方言と歴史学(2) -今気になっていること-

テーマの大きさにも拘らず、今書こうとしているものは些細な点だけかもしれないが、気になるものはしょうがない。
例えば、観音を[クァンノン kwannon]、菓子を[クァシ kwashi]等と発音する場合がある。九州の大部分、出雲・伯耆、加賀・越中、越後などの地方に残っているそうだ。
[kwa]は一般に、奈良時代以前の古い日本にはなく、漢字音の輸入によって発生した平安時代以後の音とされる。
だが、私には腑に落ちない点がある。確かに万葉仮名で[kwa]の音が見られないようだが、万葉仮名と同時代またはそれ以前に[kwa]音が無かったという点に疑問が残るのである。

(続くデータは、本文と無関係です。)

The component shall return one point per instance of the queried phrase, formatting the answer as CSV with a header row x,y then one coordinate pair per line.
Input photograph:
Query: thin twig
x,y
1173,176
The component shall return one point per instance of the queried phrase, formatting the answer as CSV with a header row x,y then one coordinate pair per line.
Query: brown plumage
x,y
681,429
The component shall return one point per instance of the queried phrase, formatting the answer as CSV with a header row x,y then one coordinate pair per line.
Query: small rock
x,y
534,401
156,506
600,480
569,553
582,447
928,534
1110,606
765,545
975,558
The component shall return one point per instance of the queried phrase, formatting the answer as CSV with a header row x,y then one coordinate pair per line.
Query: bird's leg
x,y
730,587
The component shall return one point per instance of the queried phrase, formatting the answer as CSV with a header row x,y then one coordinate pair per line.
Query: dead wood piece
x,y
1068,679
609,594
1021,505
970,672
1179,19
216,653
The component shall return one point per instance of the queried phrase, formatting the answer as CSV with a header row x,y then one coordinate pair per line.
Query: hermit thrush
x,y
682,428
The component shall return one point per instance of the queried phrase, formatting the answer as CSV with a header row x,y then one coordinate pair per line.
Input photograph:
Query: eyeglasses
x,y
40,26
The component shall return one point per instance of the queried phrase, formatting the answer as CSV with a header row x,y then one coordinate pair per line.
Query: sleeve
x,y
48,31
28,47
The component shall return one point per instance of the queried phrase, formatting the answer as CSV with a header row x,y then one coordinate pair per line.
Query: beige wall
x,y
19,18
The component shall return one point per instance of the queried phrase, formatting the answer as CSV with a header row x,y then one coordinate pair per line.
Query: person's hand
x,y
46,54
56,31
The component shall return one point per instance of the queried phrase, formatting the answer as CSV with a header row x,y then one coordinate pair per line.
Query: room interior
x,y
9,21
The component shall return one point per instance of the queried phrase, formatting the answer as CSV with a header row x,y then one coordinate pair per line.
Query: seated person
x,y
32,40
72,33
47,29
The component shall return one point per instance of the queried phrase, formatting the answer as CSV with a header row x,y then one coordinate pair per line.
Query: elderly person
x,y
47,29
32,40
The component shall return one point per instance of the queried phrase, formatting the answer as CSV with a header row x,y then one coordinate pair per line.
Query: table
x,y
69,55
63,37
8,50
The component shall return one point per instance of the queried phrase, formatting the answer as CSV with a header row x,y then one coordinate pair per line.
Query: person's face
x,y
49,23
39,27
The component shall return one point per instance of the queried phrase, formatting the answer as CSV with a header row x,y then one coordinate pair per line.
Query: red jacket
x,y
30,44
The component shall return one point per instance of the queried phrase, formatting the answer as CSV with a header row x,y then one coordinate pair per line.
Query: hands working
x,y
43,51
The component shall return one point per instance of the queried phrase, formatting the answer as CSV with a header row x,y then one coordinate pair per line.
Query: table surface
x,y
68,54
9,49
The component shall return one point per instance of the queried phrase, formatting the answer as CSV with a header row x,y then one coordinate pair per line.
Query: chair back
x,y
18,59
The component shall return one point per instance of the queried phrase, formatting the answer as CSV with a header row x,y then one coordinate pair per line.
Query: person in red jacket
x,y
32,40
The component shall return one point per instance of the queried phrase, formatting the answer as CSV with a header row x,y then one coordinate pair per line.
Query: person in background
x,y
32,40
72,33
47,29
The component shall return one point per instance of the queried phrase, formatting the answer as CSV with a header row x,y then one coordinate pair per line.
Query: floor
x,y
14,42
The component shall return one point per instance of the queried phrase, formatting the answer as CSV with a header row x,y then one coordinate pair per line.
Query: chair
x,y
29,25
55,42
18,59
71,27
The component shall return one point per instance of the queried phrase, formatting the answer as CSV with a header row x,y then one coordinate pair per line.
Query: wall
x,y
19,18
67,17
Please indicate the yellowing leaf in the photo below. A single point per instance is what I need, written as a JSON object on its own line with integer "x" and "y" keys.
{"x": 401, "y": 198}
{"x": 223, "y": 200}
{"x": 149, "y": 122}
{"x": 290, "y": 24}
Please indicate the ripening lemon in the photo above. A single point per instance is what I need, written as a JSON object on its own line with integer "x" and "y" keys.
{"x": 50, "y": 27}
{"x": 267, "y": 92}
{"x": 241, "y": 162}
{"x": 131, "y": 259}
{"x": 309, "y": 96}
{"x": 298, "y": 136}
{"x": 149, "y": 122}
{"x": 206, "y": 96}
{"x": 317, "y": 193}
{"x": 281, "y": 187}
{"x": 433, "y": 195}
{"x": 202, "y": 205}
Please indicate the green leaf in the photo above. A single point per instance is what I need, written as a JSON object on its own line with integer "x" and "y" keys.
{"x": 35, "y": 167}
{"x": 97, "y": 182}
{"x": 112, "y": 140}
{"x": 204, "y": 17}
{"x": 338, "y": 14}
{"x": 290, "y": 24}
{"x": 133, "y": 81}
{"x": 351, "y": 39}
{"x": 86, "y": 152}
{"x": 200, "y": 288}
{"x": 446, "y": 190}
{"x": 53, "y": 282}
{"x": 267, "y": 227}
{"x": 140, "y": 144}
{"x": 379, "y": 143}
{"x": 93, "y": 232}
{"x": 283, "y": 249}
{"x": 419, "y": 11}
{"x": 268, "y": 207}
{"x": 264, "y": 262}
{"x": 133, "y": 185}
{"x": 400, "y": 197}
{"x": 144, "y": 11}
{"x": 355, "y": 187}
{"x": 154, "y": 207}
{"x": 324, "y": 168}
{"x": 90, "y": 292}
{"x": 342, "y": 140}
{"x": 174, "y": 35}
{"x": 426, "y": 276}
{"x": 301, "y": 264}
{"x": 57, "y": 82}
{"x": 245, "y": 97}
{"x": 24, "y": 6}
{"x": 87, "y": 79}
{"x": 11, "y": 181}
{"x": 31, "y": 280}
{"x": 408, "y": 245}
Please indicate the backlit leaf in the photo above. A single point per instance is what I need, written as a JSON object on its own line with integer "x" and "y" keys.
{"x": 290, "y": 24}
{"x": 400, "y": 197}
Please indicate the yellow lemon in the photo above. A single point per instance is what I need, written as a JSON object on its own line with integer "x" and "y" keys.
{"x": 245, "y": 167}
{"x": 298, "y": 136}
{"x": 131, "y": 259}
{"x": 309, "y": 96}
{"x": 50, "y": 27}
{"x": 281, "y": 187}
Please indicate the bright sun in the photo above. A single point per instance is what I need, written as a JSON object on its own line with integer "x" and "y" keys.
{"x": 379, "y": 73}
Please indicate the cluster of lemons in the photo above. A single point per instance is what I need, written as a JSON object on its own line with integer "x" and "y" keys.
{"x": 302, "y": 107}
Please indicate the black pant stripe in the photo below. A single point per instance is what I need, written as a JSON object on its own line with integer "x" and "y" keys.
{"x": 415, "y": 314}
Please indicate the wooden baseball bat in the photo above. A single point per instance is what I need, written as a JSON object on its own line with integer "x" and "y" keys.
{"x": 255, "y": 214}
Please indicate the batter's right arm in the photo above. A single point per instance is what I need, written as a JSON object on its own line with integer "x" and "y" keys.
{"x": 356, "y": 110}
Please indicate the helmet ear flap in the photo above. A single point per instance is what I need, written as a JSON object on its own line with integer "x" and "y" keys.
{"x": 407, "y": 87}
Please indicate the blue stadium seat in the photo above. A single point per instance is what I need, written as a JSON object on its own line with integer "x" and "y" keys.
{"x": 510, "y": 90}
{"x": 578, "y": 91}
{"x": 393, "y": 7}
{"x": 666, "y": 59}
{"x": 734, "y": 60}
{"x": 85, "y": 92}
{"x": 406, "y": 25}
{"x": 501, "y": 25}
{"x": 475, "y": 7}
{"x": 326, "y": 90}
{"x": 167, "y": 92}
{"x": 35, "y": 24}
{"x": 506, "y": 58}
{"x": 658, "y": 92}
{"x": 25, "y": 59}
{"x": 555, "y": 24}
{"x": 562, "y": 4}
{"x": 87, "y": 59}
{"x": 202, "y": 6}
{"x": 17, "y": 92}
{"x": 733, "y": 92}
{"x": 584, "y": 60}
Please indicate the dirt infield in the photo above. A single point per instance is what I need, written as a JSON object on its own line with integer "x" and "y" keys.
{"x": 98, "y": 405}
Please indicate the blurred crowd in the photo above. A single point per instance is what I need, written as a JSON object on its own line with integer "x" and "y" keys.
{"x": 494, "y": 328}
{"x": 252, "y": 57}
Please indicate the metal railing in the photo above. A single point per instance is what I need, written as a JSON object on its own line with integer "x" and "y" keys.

中央でいわゆる漢語音が導入されてから、これらの地方で平安以後一般化し、これが長年残ったなど一体ありえるのだろうか。テレビなどの媒体が隅々まで普及し、徐々に共通語が成熟しつつある現在でも、複雑な発音が定着して一般化するのは稀だ。
しかも、九州の大部分、出雲・伯耆、加賀・越中、越後などは都から遠く離れた地であって、中央政府の意向が隅々まで届いているとは思えない。
これには、人間の頭が真っ白であり、中央の文化が徐々に浸透して、中央が音変化した後もこれらの地方で昔の音が残ったという、文化周圏論が根底にあるように思えてならない。
例えば[kwa]の場合、既に万葉以前からこれらの地方で使われておって、万葉仮名が成立した後も継続して、「方言」として生き残ったとも考えられる。第一、明治以後に一地方の言語を標準語として制定し、この他を方言と見なしてきたのは失礼な話ではないか。